I’ve always liked Andrew Marr; he’s personable, he’s intelligent, he’s witty and self-deprecating, and he’s far more enjoyable serving up slices of history than he is presenting some political show that makes the viewer – notably, me – lose the will to live.
And we should see more of him in this role if last night’s televisual expedition into Britain’s history was anything to go by.
This is what the BBC’s press release had to say about the show…
“Marr takes viewers from the imperial power of the late-Victorian age to the dawning of modern democracy; from Charlie Chaplin to Gracie Fields; and from the trenches and sea battles of the First World War to Britain’s triumphant victory over fascism in 1945…
“In the first episode in the epic six-part series, Marr re-visits Britain at the dawn of the 20th century. He finds the country mourning the death of Queen Victoria; fighting an intractable guerrilla war against the Boers in South Africa; enjoying the bawdy pleasures of music hall; and worrying about the physical and moral strength of the working class.”
Now, on paper, that sounded like something of a yawnfest, but I couldn’t have been more wrong. Generally speaking, I’m allergic to TV programmes that try to teach me something; I’ve always stuck to the premise that my telly’s there to entertain me and if I want to learn something, I’ll go to a library or a college. But what made this history lesson so entertaining was most definitely because Marr was doing the teaching.

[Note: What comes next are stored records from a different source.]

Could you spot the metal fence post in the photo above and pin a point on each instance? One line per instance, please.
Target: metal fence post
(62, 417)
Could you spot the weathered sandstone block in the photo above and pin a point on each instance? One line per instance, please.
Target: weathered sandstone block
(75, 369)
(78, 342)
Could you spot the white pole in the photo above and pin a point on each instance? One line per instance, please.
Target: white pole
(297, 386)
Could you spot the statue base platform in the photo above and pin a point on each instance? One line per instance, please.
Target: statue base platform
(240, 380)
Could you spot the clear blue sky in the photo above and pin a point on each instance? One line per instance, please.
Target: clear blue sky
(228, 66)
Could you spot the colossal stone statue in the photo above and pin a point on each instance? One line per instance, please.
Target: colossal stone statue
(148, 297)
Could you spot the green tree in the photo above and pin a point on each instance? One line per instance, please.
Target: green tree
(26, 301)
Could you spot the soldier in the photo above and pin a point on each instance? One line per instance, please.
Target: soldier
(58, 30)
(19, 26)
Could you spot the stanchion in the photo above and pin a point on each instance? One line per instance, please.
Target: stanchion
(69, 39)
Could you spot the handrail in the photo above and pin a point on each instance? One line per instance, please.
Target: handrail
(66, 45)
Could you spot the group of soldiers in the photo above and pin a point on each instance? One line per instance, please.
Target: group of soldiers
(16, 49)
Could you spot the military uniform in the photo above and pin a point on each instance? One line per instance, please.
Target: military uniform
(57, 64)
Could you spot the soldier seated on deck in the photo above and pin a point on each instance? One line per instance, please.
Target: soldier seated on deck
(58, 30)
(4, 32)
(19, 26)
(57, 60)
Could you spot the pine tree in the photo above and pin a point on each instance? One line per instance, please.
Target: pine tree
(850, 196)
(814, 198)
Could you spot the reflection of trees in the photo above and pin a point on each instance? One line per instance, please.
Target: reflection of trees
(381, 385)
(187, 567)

Again, that surprised me too; I hadn’t expected to find him terribly interesting. I’ve only ever seen him before in shows that, as I mentioned earlier, make me wish I was watching wood warp instead. But despite having an enormous job to do in walloping us with a ton of information in around an hour, none of the imparted facts and statistics felt hurried, and better yet, totally non-boring.
And a lot of it was quite disturbing, especially the fact that we British pretty much blueprinted the idea of concentration camps and gave the Nazis ideas they cultivated to horrific fruition in the form of eugenics. We’ve got the doubtless brilliant but, I suspect, sociopathic Francis Galton to thank for that it seems.
There were some hideous photographs to evidence the facts and grainy footage abounded, but it wasn’t all doom and gloom. Marr pulled off some pretty amusing impressions of various and nefarious historical figures, and his lurid descriptions of how music hall artistes might be pelted with anything from iron skewers to the corpses of dogs was wickedly entertaining.
As Marr himself said, the history of Britain is “dark, funny and surprising” and in its understated way, that statement encompassed all that was on offer last night. I can’t wait to see the rest of the series’ five shows as we gallop – though with time aplenty to take in the scenery – through history to modern day. And with the soft intonations of Andrew Marr to talk us through it, and incidental music that fairly leaves one breathless, it’s sure to be a fun trip.